Ratcliff Jeremy D, Merritt Brian, Gooden Hannah, Siegers Jurre Y, Srikanth Abhinaya, Yann Sokhoun, Kol Sonita, Sin Sarath, Tok Songha, Karlsson Erik A, Thielen Peter M
Johns Hopkins University Applied Physics Laboratory, Laurel, Maryland, USA.
Virology Unit, Institut Pasteur du Cambodge, Phnom Penh, Cambodia.
Microbiol Spectr. 2024 Nov 7;12(12):e0188024. doi: 10.1128/spectrum.01880-24.

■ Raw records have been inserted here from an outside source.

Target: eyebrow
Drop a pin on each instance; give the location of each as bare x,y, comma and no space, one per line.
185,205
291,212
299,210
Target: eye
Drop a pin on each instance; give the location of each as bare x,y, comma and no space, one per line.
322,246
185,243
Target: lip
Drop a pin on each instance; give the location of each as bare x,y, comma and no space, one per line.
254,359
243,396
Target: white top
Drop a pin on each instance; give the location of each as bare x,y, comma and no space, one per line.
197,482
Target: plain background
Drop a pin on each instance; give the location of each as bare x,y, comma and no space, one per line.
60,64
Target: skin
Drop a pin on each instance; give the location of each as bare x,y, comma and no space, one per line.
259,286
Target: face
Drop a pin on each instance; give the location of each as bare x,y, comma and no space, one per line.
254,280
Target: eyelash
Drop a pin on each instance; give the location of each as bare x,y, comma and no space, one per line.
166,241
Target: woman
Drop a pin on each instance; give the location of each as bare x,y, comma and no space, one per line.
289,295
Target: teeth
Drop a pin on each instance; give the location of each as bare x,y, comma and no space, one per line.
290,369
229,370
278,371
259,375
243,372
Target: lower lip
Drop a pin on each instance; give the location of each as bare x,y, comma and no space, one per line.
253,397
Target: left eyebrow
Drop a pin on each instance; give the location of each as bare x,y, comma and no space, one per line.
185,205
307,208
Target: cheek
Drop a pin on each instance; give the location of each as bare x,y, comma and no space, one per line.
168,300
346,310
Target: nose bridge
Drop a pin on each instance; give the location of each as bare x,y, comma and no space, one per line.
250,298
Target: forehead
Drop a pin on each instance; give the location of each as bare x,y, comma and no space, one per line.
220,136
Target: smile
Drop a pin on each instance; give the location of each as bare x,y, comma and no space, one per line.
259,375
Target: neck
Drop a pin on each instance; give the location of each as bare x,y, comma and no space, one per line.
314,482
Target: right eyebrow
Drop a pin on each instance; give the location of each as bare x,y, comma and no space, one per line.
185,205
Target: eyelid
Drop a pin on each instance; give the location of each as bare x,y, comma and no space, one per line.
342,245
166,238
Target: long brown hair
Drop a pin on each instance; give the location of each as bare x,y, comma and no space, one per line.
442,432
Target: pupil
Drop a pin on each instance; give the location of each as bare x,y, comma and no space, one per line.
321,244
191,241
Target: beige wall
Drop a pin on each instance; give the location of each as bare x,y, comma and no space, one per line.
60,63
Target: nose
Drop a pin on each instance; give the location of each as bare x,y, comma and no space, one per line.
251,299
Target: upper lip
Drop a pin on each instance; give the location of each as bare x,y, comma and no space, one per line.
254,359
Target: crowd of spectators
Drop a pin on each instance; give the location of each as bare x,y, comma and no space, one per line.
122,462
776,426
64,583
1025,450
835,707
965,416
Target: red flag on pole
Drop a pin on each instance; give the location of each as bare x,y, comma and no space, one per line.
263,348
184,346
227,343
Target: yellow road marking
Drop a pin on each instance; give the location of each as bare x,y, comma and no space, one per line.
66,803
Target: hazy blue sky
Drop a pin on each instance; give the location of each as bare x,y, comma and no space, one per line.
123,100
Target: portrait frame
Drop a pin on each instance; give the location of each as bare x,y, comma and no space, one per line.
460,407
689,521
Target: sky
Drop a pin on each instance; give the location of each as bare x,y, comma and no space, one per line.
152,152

Highly pathogenic avian influenza viruses continue to pose global risks to One Health, including agriculture, public, and animal health. Rapid and accurate genomic surveillance is critical for monitoring viral mutations, tracing transmission, and guiding interventions in near real-time. Oxford Nanopore sequencing holds promise for real-time influenza genotyping, but data quality from R9 chemistry has limited its adoption due to challenges resolving low-complexity regions such as the biologically critical hemagglutinin cleavage site, a homopolymer of basic amino acids that distinguish highly pathogenic strains. In this study, human and avian influenza isolates ( = 45) from Cambodia were sequenced using both R9.4.1 and R10.4.1 flow cells and chemistries to evaluate performance between approaches. Overall, R10.4.1 yielded increased data output with higher average quality compared to R9.4.1, producing improved consensus sequences using a reference-based bioinformatics approach. R10.4.1 had significantly lower minor population insertion and deletion frequencies, driven by improved performance in low sequence complexity regions prone to insertion and deletion errors, such as homopolymers. Within the hemagglutinin cleavage site, R10.4.1 resolved the correct motif in 90% of genomes compared to only 60% with R9.4.1. Further examination showed reduced frameshift mutations in consensus sequences generated with R10.4.1 that could result in incorrectly classified virulence with automated pipelines. Improved consensus genome quality from nanopore sequencing approaches, especially across biologically important low-complexity regions, is critical to reduce subjective hand-curation and will improve local and global genomic surveillance responses.
This study demonstrates significant advancement in the field of influenza virus genomic surveillance by showcasing the superior accuracy and data quality of the Oxford Nanopore R10 sequencing chemistry compared to the older R9 chemistry. Improved resolution, including in the critical hemagglutinin multi-basic cleavage site, enables more reliable monitoring and tracking of viral mutations. This accelerates the ability to respond quickly to outbreaks, potentially improving impacts on public health, agriculture, and the economy by enabling more accurate and timely interventions.
高致病性禽流感病毒继续对“同一健康”构成全球风险,包括农业、公共卫生和动物健康。快速准确的基因组监测对于监测病毒突变、追踪传播以及近乎实时地指导干预措施至关重要。牛津纳米孔测序有望实现流感病毒实时基因分型,但由于在解析低复杂度区域(如生物学上至关重要的血凝素裂解位点,这是区分高致病性毒株的碱性氨基酸同聚物)时面临挑战,R9化学技术的数据质量限制了其应用。在本研究中,使用R9.4.1和R10.4.1流动槽及化学技术对来自柬埔寨的人类和禽流感分离株(n = 45)进行测序,以评估两种方法的性能。总体而言,与R9.4.1相比,R10.4.1的数据产量增加,平均质量更高,使用基于参考的生物信息学方法产生了改进的一致序列。R10.4.1的次要群体插入和缺失频率显著更低,这是由于在易发生插入和缺失错误的低序列复杂度区域(如同聚物)表现改善所致。在血凝素裂解位点内,R10.4.1在90%的基因组中解析出正确的基序,而R9.4.1仅为60%。进一步检查表明,R10.4.1生成的一致序列中的移码突变减少,而移码突变可能导致自动管道对毒力的错误分类。纳米孔测序方法提高的一致基因组质量,特别是在生物学上重要的低复杂度区域,对于减少主观人工编辑至关重要,并将改善本地和全球的基因组监测响应。
本研究通过展示牛津纳米孔R10测序化学技术相对于旧的R9化学技术的卓越准确性和数据质量,证明了流感病毒基因组监测领域的重大进展。分辨率的提高,包括在关键的血凝素多碱性裂解位点,使得对病毒突变的监测和追踪更加可靠。这加快了对疫情爆发的快速反应能力,通过实现更准确和及时的干预,可能改善对公共卫生、农业和经济的影响。